Blackphone and Silent Circle have patched a serious vulnerability in Silent Text, the messaging application bundled with the smartphone that’s marketed as secure and surveillance resistant.
Mark Dowd, a prominent security researcher and founder of Azimuth Security, on Tuesday disclosed details of the vulnerability, which he said could allow an attacker to remotely own the Blackphone having only to know the target’s Silent Circle ID number or phone number.
Dowd said the vulnerability allowed hackers to remotely decrypt messages, learn a target’s location information, steal contact information, write to external storage, or even run code in order to root the Blackphone.
“If exploited successfully, this flaw could be used to gain remote arbitrary code execution on the target’s handset,” Dowd said. “The code run by the attacker will have the privileges of the messaging application, which is a standard Android application with some additional privileges.”
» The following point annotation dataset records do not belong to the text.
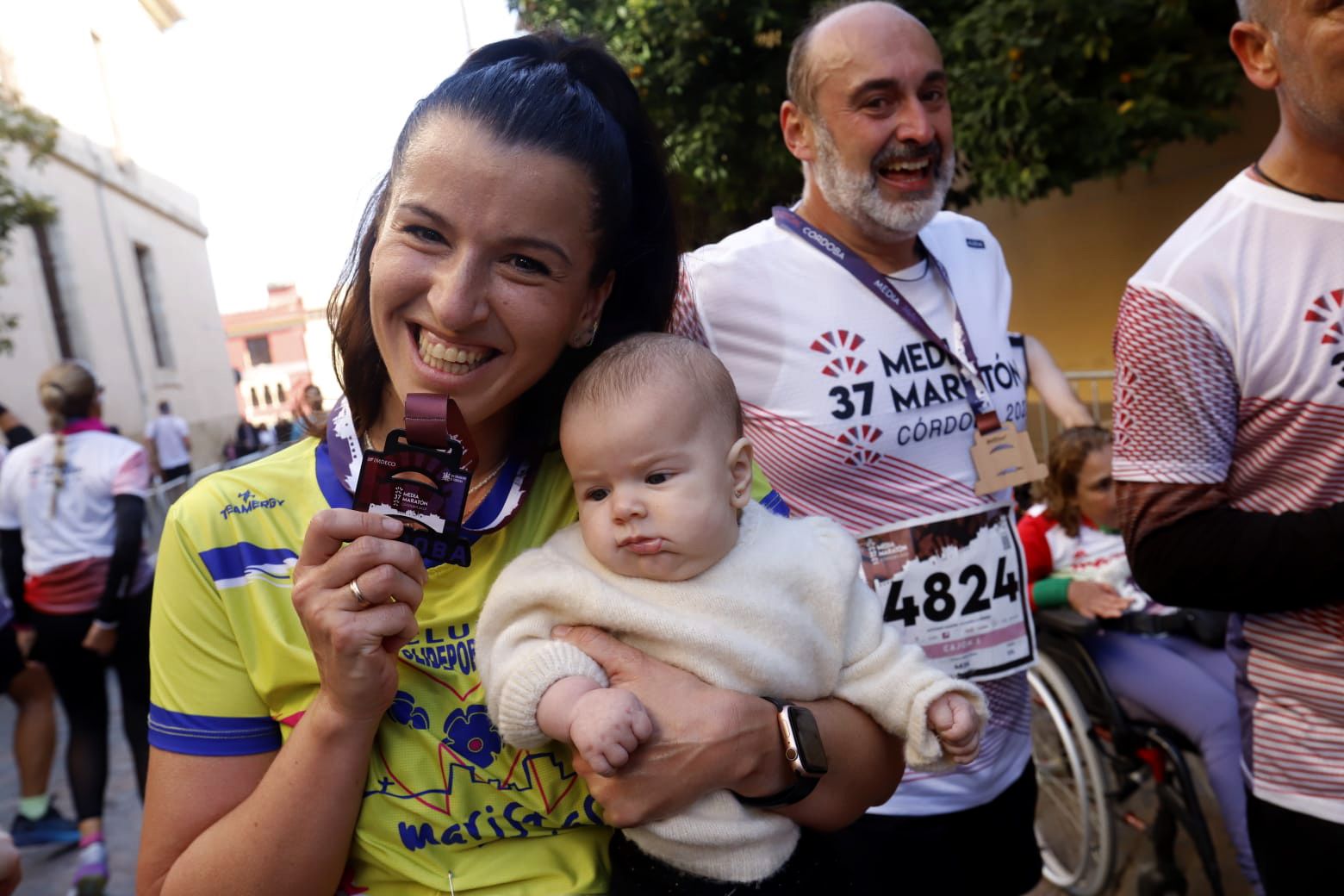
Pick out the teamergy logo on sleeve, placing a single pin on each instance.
(237, 564)
(247, 502)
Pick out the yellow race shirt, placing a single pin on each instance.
(448, 806)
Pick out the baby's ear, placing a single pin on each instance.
(739, 468)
Silent Text is an encrypted chat/messaging application that is also available for the iPhone or as a standalone Android application. Dowd explained that the Silent Circle Instant Message Protocol (SCIMP), which establishes and manages the encrypted channel over which messages are sent, contains a type confusion vulnerability. An attacker, he said, can overwrite a pointer in memory which can be used to control the phone without the need for authentication.
Dowd goes into great detail about the vulnerability and provides code samples illustrating the issue. He pins the blame specifically on the libscimp library which is used as part of the cryptographic implementation in the app.
The Blackphone is one of the privacy innovations that took off in the wake of the Snowden revelations as users began looking for technological solutions that would keep their online communication away from prying eyes.
Silent Text was updated last May with enhancements to SCIMP that allow messages to be sent securely without both parties being present on the network simultaneously.
“Ideally you should be able to start sending secure messages without waiting for the recipient to respond, but without sacrificing the same level of security and end to end encryption provided by the key exchange that we employ our current product,” said Silent Circle co-founder Vinnie Moscaritolo. The solution Silent Circle came up with is called Progressive Encryption which combines private and ephemeral key agreement protocols.
In August during the annual DEF CON hacker conference, a researcher figured out a way to root the Blackphone under extraordinary circumstances, a hack the researcher said is not applicable in the real world.
Shortly after the DEF CON fiasco, Blackphone and Silent Circle initiated a formal bug bounty program using the Bugcrowd platform. Users were challenged to find vulnerabilities in the smartphone’s PrivatOS operating system, update servers and Web portals, with a minimum $128 bounty waiting; CISO Dan Ford said at the time that there was no ceiling on bounties.